We believe in a decentralized, censorship-resistant, permissionless blockchain. We believe in the original vision of Ethereum as a world computer that cannot be shut down, running irreversible smart contracts. We believe in a strong separation of concerns, where system forks of the codebase are only possible, when fixing protocol level vulnerabilities, bugs, or providing functionality upgrades. We believe in the original intent of building and maintaining a censorship-resistant, trust-less and immutable development platform.
So: not to fork… kinda.
The radioactivity of this series of events was undeniable. The DAO hack left the Ethereum community split and many stakeholders, as exemplified by ETC, flocked to other projects.
It is worth it to ask whether this early catastrophe was actually a blessing in disguise for Ethereum.

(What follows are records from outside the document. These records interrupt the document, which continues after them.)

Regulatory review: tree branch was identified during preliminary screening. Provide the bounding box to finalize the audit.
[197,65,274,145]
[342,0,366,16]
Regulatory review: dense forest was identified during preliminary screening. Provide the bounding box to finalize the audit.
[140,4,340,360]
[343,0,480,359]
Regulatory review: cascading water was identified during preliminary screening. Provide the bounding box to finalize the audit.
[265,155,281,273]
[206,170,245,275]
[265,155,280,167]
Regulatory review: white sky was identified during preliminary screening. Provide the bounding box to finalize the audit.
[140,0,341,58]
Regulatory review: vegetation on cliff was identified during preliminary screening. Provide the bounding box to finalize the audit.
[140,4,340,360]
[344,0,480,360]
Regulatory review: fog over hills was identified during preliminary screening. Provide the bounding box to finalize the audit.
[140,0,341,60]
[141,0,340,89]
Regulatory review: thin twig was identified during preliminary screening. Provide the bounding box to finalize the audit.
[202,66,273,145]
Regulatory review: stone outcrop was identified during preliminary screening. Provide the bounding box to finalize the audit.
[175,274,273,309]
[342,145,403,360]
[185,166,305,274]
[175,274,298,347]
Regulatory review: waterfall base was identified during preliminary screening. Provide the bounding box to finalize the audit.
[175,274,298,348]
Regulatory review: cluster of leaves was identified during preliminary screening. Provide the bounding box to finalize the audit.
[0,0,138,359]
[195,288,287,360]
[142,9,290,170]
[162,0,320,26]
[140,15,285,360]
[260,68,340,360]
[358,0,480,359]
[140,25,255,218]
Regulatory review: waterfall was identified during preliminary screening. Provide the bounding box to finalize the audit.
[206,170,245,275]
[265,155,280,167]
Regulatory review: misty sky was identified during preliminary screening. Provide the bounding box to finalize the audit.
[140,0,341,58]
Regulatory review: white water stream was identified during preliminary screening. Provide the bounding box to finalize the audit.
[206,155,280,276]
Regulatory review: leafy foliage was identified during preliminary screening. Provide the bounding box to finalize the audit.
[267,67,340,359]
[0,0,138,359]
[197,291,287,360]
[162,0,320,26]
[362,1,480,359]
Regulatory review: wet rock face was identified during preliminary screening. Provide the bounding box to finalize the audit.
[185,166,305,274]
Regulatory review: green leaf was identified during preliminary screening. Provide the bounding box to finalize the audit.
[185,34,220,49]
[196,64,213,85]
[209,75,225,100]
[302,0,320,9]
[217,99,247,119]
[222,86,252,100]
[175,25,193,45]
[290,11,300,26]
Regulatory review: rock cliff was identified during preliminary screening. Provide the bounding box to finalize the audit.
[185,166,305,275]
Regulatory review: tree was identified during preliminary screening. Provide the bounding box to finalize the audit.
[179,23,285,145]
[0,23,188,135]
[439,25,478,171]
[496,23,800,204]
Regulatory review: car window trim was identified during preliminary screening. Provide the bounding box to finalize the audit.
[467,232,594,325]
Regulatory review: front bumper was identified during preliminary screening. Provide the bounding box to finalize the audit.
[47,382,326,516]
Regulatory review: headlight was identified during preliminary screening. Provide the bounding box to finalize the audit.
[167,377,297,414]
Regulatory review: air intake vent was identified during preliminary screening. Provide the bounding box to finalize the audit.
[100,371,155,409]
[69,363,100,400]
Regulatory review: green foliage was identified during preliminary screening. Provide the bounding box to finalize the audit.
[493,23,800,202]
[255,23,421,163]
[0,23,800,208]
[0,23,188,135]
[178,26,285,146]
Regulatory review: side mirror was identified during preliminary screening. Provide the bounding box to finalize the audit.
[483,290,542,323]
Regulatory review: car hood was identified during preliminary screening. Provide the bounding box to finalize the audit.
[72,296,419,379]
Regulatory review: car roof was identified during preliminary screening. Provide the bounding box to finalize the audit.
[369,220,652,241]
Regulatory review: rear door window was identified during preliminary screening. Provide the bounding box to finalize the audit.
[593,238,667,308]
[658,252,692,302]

Engineers and developers, pivotal to innovation and buidling, learned the real risks of designing and deploying unsafe/untested smart contracts. Stakeholders and investors, pivotal to keeping the space lush with cash flow and risk, learned the bloody effects of investing in unsafe/untested smart contracts.
Dagor Dagorath would be a puny event compared to the likes of the AAVE smart contract, containing almost $10 billion TVL, being hacked today.
It could well be said that these early events lit a fire under all stakeholders’ butts and thus was essential in further setting up a healthy ecosystem long-term, which now appears to be indeed thriving. Expect more investment to flood in.